The police presence included as many as seven officers at each of the three entrances to the building. “Some of them talk to you like you’re a human being,” Kat said, “but a lot of them are aggressive. I’ve been made to feel like a criminal, but I haven’t done anything wrong.”
Kat, who has lived in the flats since April 2018, said her building had some refurbishment work done, but the contract expired halfway. She said “when you go above around level 12—I’m on level 16—it’s pretty bad. The floors are unfinished. I don’t even know how you would sanitise it. There’s no linoleum or tiles or anything. The insides have all been redone, but the communal areas are trashed.”
She said “you don’t end up here because you have done very well in life. I ended up here because I was homeless when I was pregnant with my daughter. These are situations people can’t avoid.
“There are a lot of unaddressed mental health issues in these buildings. It is very difficult when you are in a bad state of mind to go and ask for help. People have already been throwing things outside their windows. It is going to come to a point where somebody is going to lose it.”
While there were confirmed COVID-19 cases in the buildings, residents reported that sick people were not removed and treated at hospitals. “I’ve seen one ambulance in the last four days,” Kat said. “I’m sure they don’t really want to draw any attention to the cases. But I haven’t heard of anyone being taken away. Knowing that there are cases in our building, what are they doing with those people?”
The government’s police response, Kat said, has “a lot to do with the colour of people’s skin and the fact that we are of a lower social standing, which is disgusting. It’s 2020 in Australia. We’re a civilised country, this sort of stuff shouldn’t be happening here.”
On the impact of COVID-19 internationally, Kat said she had heard that there are 3 million cases in the US. She said, “I pity the people who have Trump as a president. It doesn’t look like anything’s being done to handle the situation. There was a little bit of isolation, but that’s all over now. Businesses are all open and everything’s back to normal, isn’t it?”
The WSWS interviewer explained that this was an international phenomenon, based on the “reopening of the economy” to shore up the profits of the wealthy and the murderous policy of “herd immunity.”

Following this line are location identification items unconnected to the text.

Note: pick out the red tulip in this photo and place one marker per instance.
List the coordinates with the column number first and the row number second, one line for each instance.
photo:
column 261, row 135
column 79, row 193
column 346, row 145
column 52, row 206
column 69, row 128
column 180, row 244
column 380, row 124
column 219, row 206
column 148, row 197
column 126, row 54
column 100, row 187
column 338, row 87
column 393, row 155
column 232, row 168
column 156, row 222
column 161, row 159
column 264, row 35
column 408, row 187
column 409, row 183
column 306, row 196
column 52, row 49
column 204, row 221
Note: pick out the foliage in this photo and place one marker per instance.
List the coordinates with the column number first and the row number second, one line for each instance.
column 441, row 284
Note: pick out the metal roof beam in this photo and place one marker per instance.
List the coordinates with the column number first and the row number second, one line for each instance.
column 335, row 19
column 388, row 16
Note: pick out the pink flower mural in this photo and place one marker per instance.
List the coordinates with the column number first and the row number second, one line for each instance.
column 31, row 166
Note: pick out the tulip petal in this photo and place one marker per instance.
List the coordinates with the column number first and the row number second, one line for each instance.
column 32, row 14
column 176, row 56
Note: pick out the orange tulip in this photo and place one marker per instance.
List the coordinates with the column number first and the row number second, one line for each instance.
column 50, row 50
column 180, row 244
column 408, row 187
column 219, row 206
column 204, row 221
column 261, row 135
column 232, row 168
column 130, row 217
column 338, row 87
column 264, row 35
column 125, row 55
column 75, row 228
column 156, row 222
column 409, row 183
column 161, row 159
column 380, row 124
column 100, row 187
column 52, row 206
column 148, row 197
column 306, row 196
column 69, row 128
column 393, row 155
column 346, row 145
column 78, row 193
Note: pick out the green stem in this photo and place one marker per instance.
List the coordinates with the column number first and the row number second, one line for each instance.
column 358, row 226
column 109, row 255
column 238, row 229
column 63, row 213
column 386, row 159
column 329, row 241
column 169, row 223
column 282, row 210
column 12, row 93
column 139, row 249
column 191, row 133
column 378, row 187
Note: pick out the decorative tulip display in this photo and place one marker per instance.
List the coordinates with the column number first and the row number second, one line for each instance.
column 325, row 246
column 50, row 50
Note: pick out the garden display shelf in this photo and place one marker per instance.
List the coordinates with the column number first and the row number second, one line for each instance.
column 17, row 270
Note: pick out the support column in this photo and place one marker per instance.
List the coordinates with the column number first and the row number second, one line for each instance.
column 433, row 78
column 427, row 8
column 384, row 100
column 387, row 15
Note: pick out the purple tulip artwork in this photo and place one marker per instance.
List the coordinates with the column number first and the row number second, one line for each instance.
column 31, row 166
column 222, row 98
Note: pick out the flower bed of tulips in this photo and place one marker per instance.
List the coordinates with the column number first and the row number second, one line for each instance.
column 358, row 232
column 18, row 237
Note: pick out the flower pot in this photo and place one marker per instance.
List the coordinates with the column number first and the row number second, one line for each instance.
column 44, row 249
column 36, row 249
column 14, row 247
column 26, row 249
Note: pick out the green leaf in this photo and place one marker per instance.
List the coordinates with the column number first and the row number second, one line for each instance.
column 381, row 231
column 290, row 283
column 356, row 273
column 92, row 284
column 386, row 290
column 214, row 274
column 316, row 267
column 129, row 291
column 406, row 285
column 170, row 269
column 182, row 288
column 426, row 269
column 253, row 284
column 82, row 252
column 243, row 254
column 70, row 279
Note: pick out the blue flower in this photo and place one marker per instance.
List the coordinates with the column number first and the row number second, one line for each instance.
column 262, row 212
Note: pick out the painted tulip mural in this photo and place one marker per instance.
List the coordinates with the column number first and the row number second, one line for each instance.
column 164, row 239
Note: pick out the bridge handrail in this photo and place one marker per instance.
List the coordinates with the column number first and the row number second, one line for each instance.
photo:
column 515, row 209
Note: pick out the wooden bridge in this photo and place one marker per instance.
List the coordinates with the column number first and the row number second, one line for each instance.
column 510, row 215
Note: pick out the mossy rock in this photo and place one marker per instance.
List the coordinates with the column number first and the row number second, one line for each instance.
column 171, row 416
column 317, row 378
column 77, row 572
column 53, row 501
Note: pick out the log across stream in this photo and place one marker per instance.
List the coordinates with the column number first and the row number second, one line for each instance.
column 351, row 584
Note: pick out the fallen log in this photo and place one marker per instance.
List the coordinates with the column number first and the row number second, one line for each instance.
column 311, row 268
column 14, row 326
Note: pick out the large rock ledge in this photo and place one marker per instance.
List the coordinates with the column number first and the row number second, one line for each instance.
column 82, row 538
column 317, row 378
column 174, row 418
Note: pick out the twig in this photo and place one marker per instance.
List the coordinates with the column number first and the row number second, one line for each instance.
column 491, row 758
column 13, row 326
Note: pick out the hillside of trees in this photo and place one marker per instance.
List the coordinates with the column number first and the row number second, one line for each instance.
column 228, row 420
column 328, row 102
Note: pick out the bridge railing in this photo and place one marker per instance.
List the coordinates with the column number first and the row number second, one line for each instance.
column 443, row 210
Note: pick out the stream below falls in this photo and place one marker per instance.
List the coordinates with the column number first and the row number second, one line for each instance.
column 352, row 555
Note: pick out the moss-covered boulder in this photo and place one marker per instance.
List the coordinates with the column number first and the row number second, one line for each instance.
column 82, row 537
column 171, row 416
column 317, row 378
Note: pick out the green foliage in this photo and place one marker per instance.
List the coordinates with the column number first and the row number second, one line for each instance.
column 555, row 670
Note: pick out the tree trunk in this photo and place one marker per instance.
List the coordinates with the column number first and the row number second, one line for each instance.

Kat said: “That is so disgusting. That’s all about that one percent looking out for each other, isn’t it? That makes me really angry.
“Like I was telling you, when I was watching these press conferences, he [Andrews] has this way of saying things like, it’s under control, or it has been thought about, and somebody gives a shit about us, you know. But the proof is in the pudding, and I am not seeing any of that proof trickling down to us.”